The idea for "Homer's Triple Bypass" was pitched by James L. Brooks. However, the writers disagreed with the choice of such a heavy topic. The episode was not written by a member of the show's regular staff due to the show suffering from a depleted writing team after the third season ended. It was scripted by freelance writers Gary Apple and Michael Carrington, who were hired by Brooks. Carrington would provide voice work for later episodes, such as "I Love Lisa" (as Sideshow Raheem), "Homer and Apu" (as a comedian), and "Simpson Tide" (as Homer's drill instructor). Apple and Carrington decided to have a scene where Lisa and Bart visit Homer before his surgery and were unsure of how to do it, so they approached Brooks, who made up the entire scene on the spot. Originally, the surgery was supposed to be performed by Dr. Hibbert, but it was later changed to Dr. Nick.

The episode's production staff decided that David Silverman would be able to make the episode funny, so he was selected to direct it. He went "all out" and did his best to make Homer's grimaces as humorous as possible, to keep the episode at least somewhat lighter in tone. Silverman added some special touches: for example, when Homer has an out of body experience, his foot was still touching his body to signify that he was not dead. A doctor acted as a medical consultant for the episode.
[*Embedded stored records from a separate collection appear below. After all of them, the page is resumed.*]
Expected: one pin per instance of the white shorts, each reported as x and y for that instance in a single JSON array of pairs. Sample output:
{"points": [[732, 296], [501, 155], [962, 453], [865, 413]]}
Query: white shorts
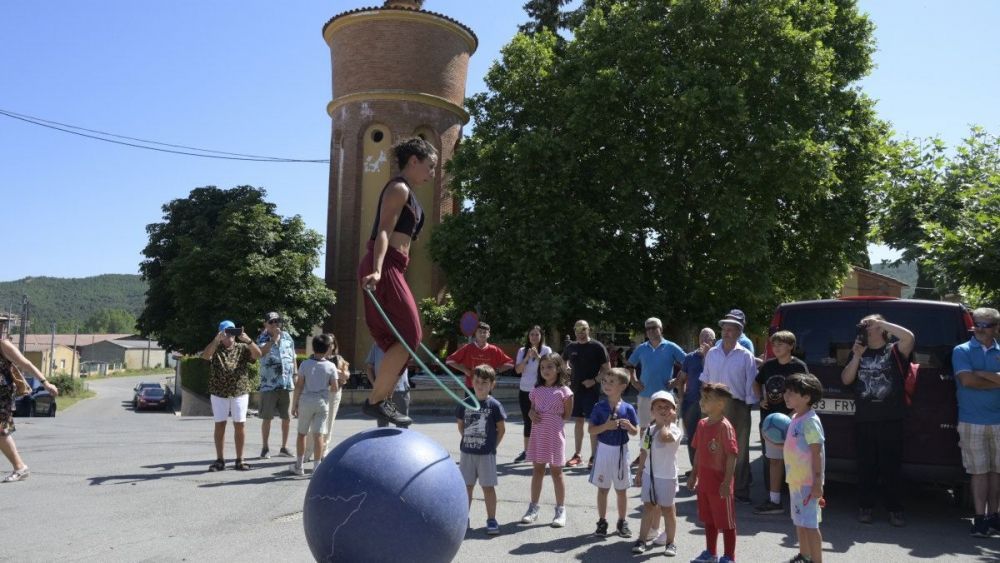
{"points": [[664, 490], [222, 407], [772, 450], [312, 415], [611, 467]]}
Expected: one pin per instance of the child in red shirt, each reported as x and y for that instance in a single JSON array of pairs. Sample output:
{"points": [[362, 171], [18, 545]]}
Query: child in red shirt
{"points": [[712, 474]]}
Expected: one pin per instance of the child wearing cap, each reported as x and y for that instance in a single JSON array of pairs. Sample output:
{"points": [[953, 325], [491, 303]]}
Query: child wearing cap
{"points": [[613, 421], [657, 473]]}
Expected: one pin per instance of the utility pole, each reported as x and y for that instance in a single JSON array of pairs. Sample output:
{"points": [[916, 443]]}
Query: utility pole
{"points": [[25, 307], [52, 351]]}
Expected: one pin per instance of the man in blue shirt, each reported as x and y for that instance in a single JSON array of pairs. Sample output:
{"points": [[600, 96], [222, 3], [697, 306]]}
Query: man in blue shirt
{"points": [[656, 356], [976, 364]]}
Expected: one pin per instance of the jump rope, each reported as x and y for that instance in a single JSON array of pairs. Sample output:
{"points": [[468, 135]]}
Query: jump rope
{"points": [[461, 383]]}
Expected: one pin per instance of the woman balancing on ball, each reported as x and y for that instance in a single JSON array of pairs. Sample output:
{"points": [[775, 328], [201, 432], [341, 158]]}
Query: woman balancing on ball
{"points": [[398, 220]]}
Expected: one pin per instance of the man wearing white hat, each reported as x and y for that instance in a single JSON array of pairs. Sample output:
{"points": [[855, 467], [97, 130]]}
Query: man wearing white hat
{"points": [[732, 365]]}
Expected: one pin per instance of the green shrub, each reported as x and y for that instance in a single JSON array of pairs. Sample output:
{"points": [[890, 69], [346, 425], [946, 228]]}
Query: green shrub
{"points": [[68, 385], [195, 372]]}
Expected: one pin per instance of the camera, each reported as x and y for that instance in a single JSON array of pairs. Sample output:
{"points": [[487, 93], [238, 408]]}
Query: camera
{"points": [[863, 334]]}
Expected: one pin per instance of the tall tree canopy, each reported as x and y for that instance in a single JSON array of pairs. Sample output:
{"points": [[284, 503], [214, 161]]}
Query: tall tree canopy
{"points": [[226, 254], [943, 212], [677, 158]]}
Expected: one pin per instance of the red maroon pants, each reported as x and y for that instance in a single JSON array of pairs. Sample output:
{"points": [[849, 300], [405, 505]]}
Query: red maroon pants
{"points": [[394, 296]]}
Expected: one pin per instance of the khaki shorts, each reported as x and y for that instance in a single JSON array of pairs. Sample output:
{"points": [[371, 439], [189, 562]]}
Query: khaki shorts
{"points": [[312, 415], [980, 444], [275, 402]]}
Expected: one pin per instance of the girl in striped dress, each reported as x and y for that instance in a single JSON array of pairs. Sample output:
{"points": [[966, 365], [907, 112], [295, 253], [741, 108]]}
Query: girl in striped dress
{"points": [[551, 406]]}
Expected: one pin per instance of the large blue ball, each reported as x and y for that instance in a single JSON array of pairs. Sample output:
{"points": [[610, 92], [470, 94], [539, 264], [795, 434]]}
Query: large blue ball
{"points": [[386, 494], [775, 426]]}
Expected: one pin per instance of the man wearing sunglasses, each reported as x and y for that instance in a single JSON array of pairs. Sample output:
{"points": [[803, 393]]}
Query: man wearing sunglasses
{"points": [[277, 376], [977, 387]]}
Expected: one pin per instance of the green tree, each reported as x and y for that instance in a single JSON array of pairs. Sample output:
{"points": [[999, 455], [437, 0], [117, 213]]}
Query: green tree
{"points": [[677, 158], [962, 237], [110, 321], [226, 254]]}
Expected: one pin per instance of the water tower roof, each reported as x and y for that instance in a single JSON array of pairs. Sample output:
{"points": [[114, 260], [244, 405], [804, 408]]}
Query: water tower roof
{"points": [[389, 6]]}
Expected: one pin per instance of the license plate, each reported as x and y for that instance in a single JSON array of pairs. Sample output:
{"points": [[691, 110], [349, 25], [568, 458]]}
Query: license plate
{"points": [[835, 406]]}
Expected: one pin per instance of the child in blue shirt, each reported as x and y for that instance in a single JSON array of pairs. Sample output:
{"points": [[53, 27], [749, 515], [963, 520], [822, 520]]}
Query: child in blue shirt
{"points": [[481, 432], [614, 421]]}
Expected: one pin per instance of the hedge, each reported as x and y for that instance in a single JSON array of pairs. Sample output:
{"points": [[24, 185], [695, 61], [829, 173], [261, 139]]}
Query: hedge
{"points": [[195, 372]]}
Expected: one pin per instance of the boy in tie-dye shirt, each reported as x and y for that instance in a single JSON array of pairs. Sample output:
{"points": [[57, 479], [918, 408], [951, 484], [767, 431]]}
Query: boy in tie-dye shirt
{"points": [[805, 463]]}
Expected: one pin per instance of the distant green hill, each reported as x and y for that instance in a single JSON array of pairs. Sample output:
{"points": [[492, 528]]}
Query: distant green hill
{"points": [[70, 301]]}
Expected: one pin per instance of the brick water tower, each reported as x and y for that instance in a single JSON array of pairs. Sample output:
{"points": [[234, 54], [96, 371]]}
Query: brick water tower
{"points": [[398, 71]]}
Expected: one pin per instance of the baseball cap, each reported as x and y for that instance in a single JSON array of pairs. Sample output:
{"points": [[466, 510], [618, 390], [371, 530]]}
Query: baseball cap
{"points": [[664, 396], [736, 317]]}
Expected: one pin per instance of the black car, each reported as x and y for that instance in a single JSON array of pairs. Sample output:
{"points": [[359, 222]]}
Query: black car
{"points": [[825, 331], [138, 389], [154, 398], [38, 403]]}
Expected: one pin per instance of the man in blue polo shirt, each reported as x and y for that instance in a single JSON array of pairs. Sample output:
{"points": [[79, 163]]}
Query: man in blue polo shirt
{"points": [[976, 364], [656, 356]]}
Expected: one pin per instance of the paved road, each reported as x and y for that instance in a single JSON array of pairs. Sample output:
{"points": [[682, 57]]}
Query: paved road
{"points": [[109, 484]]}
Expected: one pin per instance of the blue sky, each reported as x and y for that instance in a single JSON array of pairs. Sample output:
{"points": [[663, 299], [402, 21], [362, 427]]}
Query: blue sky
{"points": [[253, 76]]}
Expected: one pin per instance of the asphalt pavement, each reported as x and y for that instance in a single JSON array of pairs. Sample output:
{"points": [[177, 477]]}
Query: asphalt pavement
{"points": [[109, 484]]}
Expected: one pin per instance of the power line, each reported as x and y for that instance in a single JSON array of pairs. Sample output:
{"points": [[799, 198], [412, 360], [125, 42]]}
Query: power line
{"points": [[103, 136]]}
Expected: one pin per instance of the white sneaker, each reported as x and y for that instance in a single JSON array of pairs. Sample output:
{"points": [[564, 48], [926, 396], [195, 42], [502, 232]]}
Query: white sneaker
{"points": [[531, 515], [560, 519]]}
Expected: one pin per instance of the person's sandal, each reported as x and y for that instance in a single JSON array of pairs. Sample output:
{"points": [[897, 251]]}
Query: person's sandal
{"points": [[17, 475]]}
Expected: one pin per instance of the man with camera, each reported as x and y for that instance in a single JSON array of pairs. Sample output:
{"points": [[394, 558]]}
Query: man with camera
{"points": [[875, 374], [230, 352], [277, 377]]}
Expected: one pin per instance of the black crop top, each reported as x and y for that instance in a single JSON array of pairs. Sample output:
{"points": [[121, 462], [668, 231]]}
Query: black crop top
{"points": [[411, 217]]}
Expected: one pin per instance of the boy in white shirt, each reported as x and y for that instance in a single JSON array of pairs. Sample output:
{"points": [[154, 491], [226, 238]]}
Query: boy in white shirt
{"points": [[657, 472]]}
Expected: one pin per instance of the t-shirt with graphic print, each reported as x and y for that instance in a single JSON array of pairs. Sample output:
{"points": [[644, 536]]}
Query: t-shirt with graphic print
{"points": [[878, 389], [480, 434], [771, 377], [230, 375], [804, 431], [277, 368]]}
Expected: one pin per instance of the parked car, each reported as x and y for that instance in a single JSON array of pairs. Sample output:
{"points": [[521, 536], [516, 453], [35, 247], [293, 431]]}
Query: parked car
{"points": [[38, 403], [154, 398], [825, 330], [138, 389]]}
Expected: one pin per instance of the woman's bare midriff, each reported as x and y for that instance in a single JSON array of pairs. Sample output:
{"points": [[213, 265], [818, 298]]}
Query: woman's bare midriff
{"points": [[401, 242]]}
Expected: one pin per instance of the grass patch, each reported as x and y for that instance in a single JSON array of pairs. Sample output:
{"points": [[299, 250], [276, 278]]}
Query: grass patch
{"points": [[63, 402]]}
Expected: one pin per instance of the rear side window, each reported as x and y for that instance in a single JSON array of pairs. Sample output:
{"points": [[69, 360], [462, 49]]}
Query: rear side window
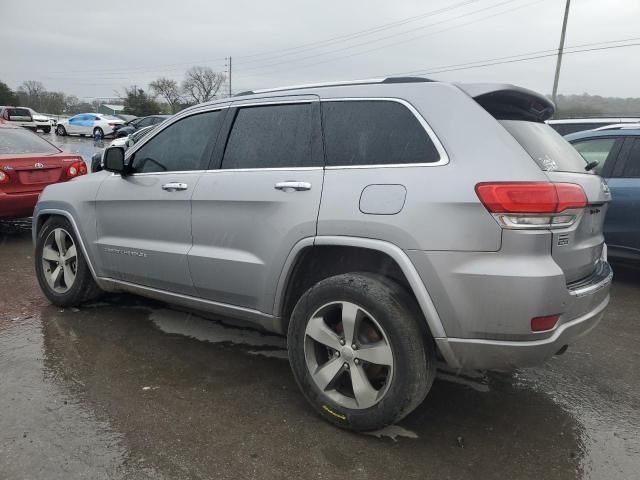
{"points": [[17, 141], [272, 136], [632, 163], [596, 150], [550, 151], [179, 147], [374, 132], [17, 114]]}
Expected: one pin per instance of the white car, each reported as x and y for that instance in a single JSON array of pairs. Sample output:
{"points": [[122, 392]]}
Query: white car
{"points": [[88, 124], [19, 116], [42, 121]]}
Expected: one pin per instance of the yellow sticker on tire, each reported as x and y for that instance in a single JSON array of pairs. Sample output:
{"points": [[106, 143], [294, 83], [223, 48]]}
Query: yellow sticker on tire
{"points": [[327, 409]]}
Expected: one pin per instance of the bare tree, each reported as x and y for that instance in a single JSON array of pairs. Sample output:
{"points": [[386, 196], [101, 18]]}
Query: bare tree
{"points": [[202, 84], [169, 90], [30, 94]]}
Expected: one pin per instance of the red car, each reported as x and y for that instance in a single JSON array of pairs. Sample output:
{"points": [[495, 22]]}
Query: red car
{"points": [[28, 163]]}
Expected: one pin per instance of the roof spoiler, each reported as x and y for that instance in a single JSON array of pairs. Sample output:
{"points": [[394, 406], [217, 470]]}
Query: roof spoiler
{"points": [[508, 102]]}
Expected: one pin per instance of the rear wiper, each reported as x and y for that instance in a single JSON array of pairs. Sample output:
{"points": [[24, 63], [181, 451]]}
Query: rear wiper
{"points": [[591, 165]]}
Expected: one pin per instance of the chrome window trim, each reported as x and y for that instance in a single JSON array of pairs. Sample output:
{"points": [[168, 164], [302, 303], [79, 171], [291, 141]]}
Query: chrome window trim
{"points": [[266, 169], [259, 102], [170, 121], [444, 157]]}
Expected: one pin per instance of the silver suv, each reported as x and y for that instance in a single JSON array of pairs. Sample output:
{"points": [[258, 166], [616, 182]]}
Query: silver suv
{"points": [[381, 225]]}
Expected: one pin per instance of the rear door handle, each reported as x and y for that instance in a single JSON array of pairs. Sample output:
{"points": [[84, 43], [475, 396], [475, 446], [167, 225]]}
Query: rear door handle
{"points": [[173, 186], [292, 186]]}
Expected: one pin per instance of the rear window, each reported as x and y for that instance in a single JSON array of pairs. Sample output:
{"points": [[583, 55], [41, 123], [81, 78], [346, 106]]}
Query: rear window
{"points": [[374, 132], [18, 141], [567, 128], [550, 151], [17, 114]]}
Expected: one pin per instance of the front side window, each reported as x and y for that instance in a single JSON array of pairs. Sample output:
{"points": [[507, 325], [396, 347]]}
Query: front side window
{"points": [[179, 147], [374, 132], [272, 136], [596, 150]]}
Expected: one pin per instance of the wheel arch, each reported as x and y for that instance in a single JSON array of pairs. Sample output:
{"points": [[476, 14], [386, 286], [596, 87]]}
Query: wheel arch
{"points": [[356, 254], [41, 216]]}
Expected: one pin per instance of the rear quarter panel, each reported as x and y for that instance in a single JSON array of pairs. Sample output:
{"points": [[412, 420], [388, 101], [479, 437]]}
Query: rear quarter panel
{"points": [[442, 210]]}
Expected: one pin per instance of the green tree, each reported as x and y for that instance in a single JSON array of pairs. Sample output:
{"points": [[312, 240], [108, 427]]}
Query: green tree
{"points": [[7, 96], [137, 102]]}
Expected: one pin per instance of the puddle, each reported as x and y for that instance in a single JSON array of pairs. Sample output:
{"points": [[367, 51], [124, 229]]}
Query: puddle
{"points": [[189, 325], [393, 432]]}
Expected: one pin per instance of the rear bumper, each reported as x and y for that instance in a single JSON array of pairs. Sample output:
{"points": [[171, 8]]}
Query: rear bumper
{"points": [[480, 354], [17, 205]]}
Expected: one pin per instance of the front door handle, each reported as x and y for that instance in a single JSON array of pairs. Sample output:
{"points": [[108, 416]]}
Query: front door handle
{"points": [[173, 186], [292, 186]]}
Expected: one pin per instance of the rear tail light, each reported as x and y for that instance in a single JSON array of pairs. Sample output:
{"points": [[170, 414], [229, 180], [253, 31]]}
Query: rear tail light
{"points": [[541, 324], [76, 169], [532, 204]]}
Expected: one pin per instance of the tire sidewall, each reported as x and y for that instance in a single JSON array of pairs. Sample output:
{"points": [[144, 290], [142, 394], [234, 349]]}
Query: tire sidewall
{"points": [[409, 351], [71, 296]]}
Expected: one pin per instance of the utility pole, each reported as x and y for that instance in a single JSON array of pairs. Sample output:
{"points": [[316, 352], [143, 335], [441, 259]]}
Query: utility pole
{"points": [[228, 65], [554, 93]]}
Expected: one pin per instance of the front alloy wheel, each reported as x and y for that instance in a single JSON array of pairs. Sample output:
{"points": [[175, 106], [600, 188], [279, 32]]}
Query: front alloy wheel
{"points": [[59, 260]]}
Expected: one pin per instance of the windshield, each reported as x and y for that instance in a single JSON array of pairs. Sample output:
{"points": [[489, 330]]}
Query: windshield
{"points": [[549, 150], [19, 141]]}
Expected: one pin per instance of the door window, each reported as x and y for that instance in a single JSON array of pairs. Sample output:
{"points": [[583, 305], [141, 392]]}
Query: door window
{"points": [[273, 136], [181, 146], [596, 149], [374, 132], [632, 162]]}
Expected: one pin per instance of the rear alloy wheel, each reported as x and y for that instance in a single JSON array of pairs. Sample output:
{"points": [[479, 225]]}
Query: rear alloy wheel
{"points": [[358, 351], [61, 269]]}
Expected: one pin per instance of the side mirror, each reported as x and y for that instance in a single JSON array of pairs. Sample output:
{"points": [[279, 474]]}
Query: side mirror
{"points": [[113, 160]]}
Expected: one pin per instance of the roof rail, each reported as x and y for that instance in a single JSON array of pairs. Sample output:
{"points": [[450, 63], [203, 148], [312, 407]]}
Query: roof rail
{"points": [[338, 84], [619, 126]]}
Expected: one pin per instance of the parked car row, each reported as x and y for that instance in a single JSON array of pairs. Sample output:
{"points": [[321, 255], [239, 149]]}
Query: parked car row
{"points": [[29, 163], [27, 118]]}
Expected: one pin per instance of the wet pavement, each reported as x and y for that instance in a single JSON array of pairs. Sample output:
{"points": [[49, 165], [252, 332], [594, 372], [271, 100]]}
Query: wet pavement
{"points": [[84, 146], [129, 388]]}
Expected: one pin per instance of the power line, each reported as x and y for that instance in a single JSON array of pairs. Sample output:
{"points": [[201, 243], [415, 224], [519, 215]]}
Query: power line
{"points": [[361, 33], [504, 2], [489, 63], [370, 31], [591, 44], [401, 41]]}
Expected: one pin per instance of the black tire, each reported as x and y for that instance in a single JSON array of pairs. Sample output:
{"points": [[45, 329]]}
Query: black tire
{"points": [[399, 316], [84, 287]]}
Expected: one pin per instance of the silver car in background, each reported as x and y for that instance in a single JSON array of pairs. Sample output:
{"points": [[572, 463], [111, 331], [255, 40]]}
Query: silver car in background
{"points": [[381, 225]]}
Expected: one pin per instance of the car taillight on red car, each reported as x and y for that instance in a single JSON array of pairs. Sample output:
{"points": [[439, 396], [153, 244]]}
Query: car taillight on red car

The episode was to have concluded with Homer eating a pizza in his hospital bed following the operation, and with Marge asking a nurse where the pizza had come from. This reflects the earlier flashback scene where Grampa Simpson watches Homer as an infant, chewing on a slice of pizza in the hospital. Out of concern that it was making light of the unhealthy lifestyle that had caused the infarction, the episode instead concluded with the family visiting Homer while he is recuperating in intensive care.

==Cultural references==
The opening sequence of the episode is a parody of American reality show Cops; it was not in the original animatic and added later because the episode was too short to fit in its required 22-minute length. When Homer is performing a sock-puppet show to Lisa and Bart, he uses Akbar and Jeff, characters from Matt Groening's weekly comic strip Life in Hell. Homer follows behind the house that was the birthplace of Edgar Allan Poe, which was placed in the episode by David Silverman. During this scene Homer starts to hear a heartbeat, a reference to Poe's "The Telltale Heart". The scene where Homer sings "O Holy Night" in a church as a boy is based on the film Empire of the Sun.

==Reception==
In its original broadcast, "Homer's Triple Bypass" finished 16th in ratings for the week of December 14–20, 1992, with a Nielsen rating of 14.3, equivalent to approximately 13.2 million viewing households. It was the highest-rated show on the Fox network that week, beating Married... with Children.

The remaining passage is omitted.